Scholarly Publishing Use Cases
The use case that immediately pops to mind when considering image tagging for scholarly publishing is in accessibility. There is the potential for tagging very large image collections and providing the resulting tags to vision impaired users, for example. The main challenge here will be ensuring tag quality and relevance, which from an initial review may be acceptable but only for photographs.

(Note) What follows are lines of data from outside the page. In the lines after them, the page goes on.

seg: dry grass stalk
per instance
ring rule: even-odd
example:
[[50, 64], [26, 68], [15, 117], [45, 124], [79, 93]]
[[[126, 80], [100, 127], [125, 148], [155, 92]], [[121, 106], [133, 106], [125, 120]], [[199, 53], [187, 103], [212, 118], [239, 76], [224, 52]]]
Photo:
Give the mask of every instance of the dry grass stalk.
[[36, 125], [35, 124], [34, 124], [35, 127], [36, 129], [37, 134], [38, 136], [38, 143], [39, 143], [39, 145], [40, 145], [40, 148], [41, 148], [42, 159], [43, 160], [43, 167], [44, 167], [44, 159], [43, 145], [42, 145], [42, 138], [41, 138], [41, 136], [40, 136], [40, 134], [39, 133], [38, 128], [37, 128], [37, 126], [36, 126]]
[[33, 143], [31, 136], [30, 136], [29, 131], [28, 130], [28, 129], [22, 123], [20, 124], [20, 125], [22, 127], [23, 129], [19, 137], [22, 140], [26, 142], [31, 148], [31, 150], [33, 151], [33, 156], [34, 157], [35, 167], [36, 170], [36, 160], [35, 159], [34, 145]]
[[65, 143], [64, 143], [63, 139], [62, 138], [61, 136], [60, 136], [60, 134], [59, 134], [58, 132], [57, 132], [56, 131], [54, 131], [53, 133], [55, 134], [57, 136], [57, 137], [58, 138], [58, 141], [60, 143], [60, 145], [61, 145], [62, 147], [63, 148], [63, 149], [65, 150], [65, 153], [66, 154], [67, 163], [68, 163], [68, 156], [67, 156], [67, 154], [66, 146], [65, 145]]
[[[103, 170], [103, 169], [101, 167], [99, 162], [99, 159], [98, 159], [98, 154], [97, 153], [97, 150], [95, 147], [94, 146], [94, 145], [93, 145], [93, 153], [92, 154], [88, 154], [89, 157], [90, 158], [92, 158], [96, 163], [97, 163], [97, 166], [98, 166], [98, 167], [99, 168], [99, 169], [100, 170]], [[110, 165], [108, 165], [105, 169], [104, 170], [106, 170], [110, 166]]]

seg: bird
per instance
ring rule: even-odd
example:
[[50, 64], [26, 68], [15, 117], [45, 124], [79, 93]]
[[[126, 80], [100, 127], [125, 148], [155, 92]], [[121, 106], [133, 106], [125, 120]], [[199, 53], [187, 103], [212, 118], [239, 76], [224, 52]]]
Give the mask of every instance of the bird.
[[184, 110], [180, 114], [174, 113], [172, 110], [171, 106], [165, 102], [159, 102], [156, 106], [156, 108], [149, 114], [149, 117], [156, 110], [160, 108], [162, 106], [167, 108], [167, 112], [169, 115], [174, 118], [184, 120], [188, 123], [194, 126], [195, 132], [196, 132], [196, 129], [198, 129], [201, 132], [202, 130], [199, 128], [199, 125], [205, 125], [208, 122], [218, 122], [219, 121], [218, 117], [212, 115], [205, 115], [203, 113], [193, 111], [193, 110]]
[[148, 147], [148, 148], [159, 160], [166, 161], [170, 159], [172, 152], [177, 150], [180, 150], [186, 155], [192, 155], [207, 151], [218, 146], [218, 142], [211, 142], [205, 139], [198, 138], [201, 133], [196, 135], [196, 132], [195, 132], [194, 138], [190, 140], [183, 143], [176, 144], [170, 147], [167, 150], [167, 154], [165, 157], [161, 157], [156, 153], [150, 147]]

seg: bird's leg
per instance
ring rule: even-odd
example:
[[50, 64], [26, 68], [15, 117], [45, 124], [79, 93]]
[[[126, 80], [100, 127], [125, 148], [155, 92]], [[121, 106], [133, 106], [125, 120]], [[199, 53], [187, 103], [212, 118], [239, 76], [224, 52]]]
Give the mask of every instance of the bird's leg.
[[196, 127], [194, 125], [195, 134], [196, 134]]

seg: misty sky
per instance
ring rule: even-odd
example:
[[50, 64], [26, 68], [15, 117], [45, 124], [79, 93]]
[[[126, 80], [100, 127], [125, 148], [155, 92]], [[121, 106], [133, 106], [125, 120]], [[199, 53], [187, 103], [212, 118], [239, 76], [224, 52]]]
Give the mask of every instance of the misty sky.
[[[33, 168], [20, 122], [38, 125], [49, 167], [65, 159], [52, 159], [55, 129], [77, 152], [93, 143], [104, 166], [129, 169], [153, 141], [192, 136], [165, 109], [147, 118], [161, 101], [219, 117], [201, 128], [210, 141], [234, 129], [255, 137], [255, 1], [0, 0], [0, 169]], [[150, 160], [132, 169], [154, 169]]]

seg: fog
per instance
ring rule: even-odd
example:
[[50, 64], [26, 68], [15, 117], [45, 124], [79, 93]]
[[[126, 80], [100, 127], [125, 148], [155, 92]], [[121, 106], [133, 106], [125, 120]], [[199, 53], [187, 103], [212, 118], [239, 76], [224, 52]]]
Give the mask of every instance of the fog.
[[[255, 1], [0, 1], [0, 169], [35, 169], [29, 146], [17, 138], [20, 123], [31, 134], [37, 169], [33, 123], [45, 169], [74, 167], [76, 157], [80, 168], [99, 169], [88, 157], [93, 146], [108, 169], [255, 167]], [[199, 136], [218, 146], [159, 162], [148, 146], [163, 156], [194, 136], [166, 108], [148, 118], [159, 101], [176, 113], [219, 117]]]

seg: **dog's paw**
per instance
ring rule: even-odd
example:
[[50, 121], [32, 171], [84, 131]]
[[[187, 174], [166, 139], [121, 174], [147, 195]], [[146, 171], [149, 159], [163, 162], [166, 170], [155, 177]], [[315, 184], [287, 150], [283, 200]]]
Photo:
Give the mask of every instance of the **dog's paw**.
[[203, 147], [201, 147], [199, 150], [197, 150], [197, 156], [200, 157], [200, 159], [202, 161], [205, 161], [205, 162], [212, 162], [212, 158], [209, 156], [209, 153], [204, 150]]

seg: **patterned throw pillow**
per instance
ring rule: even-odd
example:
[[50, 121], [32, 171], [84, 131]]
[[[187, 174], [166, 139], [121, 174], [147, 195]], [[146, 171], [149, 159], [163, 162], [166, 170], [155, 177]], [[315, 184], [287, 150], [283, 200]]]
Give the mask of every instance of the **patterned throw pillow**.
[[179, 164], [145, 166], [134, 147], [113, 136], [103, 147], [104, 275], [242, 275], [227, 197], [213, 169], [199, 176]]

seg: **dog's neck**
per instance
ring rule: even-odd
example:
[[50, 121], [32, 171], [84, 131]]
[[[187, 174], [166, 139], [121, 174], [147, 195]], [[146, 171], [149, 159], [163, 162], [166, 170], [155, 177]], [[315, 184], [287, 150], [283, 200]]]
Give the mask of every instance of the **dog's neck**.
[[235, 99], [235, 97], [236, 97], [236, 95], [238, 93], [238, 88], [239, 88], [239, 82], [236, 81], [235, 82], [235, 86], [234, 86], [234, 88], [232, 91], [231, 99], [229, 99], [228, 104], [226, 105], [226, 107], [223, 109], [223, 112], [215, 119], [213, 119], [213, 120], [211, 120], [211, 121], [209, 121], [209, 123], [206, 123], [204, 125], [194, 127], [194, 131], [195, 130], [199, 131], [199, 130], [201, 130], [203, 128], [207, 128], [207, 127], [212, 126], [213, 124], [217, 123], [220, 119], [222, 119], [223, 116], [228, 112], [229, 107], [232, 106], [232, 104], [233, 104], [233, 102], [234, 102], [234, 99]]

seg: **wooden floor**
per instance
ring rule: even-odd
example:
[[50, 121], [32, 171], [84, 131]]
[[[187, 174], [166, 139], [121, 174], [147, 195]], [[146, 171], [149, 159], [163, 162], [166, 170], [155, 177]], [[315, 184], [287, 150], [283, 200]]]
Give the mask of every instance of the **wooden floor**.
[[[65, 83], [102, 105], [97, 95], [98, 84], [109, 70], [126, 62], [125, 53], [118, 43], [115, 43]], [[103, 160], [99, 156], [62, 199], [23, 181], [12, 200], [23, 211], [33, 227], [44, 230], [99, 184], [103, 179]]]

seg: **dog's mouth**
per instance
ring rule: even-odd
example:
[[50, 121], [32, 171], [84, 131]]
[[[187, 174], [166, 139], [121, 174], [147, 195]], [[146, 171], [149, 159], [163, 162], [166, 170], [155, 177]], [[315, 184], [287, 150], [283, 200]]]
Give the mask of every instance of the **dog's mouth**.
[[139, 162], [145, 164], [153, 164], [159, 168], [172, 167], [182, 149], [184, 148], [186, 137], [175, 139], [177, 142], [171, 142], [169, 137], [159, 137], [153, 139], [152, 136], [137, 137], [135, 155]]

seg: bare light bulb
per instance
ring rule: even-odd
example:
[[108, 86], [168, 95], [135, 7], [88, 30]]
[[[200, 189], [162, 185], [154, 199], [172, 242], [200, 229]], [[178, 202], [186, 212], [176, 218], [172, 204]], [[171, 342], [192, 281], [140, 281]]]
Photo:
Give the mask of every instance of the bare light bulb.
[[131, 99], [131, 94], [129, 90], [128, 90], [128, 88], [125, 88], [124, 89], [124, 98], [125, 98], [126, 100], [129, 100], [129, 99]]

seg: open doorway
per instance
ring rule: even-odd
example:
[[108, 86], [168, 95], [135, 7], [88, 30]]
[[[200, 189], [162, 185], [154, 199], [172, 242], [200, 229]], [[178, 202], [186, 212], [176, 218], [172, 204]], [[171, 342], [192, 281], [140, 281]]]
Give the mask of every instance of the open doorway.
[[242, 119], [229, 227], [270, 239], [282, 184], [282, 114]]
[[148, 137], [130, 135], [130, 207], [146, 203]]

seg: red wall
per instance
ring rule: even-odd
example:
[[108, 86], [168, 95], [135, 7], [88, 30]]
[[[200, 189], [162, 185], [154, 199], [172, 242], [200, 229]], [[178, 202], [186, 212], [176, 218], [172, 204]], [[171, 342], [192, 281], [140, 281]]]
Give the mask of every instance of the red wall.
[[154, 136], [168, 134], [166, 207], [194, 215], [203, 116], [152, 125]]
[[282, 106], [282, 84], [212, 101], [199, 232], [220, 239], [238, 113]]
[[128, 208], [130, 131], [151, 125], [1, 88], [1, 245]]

Another obvious use case is in filtering medical or surgical images. The Google safe search results were generally good at detecting medical images, which could allow publishers to open their image collections for new use cases, e.g. for article preview or indexing purposes.
The tags could also be used for image search, but with the same caveats around photographs vs tables, graphs etc. In other words, searching for specific objects in images in scholarly collections is feasible but some selection criteria will be necessary to avoid unwanted noise from non-photographic images.
Another compelling use case is to enable searching across text extracted from images. A large proportion of the images from SAGE journals were of text-rich tables, and it would be straightforward to extract the text from these tables using Google’s Cloud Vision API. The resulting text can be cleaned up to remove common words and numbers, then the result can be indexed and made searchable – this could make previously inaccessible knowledge available to researchers.
Finally, there may be some data analysis use cases, for example through co-occurrence networks – this topic is explored further in part two of this blog series.